Vous détestez le fascisme ? Alors ne soyez pas un·e suprémaciste sanitaire | Maarten Steenhagen
La suprématie sanitaire ne veut pas votre attention. Elle veut votre inaction. Ne lui donnez pas ce qu'elle veut.
Maarten Steenhagen est chercheur au département de philosophie de l'université d'Uppsala. Sur son blog, il écrit des articles sur “l'esthétique, la psychologie et l'état déplorable du monde”.

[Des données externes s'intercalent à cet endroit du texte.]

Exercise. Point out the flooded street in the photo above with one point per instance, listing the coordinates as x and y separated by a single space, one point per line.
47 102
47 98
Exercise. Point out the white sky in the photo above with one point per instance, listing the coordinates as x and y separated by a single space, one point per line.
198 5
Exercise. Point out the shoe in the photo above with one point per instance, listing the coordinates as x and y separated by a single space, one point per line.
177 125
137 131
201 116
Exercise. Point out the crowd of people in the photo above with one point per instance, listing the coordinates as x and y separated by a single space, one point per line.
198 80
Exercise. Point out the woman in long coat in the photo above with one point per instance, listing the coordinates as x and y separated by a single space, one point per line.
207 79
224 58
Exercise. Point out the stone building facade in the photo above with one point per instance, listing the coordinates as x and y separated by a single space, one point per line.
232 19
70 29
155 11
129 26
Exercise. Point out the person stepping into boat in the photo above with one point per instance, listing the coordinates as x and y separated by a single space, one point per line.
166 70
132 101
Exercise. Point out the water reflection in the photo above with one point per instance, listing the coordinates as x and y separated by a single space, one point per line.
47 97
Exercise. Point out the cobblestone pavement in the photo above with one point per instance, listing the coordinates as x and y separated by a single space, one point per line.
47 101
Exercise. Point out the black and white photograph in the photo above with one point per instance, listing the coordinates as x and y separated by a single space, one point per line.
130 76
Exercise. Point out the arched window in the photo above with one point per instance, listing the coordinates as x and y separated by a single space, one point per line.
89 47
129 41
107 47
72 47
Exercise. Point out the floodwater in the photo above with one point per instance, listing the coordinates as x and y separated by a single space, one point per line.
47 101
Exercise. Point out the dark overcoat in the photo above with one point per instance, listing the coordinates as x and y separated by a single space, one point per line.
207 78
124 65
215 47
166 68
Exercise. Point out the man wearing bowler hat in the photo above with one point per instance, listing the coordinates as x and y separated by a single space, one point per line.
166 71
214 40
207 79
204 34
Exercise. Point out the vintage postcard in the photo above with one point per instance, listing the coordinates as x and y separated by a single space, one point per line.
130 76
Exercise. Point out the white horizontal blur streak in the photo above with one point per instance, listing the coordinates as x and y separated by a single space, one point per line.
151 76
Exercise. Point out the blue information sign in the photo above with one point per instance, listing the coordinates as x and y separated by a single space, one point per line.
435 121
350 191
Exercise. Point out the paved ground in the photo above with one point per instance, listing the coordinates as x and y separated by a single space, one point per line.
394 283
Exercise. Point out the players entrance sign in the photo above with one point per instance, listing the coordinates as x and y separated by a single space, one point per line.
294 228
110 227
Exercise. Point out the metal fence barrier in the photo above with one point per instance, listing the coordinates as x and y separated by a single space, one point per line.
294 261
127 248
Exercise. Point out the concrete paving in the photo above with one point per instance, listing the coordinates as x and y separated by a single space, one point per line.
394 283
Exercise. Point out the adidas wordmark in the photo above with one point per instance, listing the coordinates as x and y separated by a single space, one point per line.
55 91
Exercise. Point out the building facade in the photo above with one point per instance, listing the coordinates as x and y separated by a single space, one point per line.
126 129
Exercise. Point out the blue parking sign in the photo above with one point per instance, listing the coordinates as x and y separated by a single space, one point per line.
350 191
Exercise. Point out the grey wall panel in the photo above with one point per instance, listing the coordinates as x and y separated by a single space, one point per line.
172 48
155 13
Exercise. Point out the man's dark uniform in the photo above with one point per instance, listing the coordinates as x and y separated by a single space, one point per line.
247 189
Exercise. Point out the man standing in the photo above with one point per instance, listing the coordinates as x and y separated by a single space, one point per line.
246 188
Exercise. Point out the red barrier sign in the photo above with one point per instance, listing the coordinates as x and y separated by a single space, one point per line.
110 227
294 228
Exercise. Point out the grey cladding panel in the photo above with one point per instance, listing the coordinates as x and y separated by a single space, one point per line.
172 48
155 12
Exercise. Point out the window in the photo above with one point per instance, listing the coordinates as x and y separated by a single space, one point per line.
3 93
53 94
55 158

Ceux qui ne sont pas fidèles aux principes
s'exposent au mal, à ce que le mal leur soit fait
ou à faire le mal eux-mêmes
- Pramoedya Ananta Toer
Le suprémacisme sanitaire est une idéologie. La pensée suprémaciste commence toujours par une division imaginaire du monde en personnes supposées "supérieures" et "inférieures". Le suprémacisme sanitaire est l'idée qu'une personne considérée comme "saine" est supérieure à une personne dont la santé est altérée d'une manière ou d'une autre ; toute forme de maladie perçue ou d'altération présumée de la santé fait de vous une personne catégoriquement "inférieure". Selon le suprémacisme sanitaire, les personnes en bonne santé ont le privilège naturel de dominer les autres dans la société.
Au cœur du suprémacisme sanitaire se trouve un fantasme : celui de l'existence d'une personne "naturellement saine" qui n'est pas et ne peut pas être gravement malade ou handicapée. Il s'agit d'un fantasme, car ce n'est tout simplement pas vrai. La santé est l'un des faits les plus contingents concernant les êtres humains. Chacun·e d'entre nous est toujours à une infection ou un accident près d'une maladie ou un handicap.
Dire que toute santé est fragile ne revient pas à nier l'existence d'inégalités structurelles dans les problèmes de santé : si vous n'avez pas les moyens de vous nourrir, ou si vous vivez dans une zone où la pollution atmosphérique est importante, cela aura forcément un impact sur votre santé. Les inégalités structurelles entraînant des situations sanitaires différentes sont précisément une raison de ne pas essentialiser l'état de santé. Pourtant, l'essentialisme en matière de santé est précisément ce qu'exige la suprématie sanitaire. C'est le fantasme structurant de la suprématie sanitaire. Et les tenant·es de cette suprématie sanitaire font tout ce qu'iels peuvent pour soutenir activement et réaliser ce fantasme.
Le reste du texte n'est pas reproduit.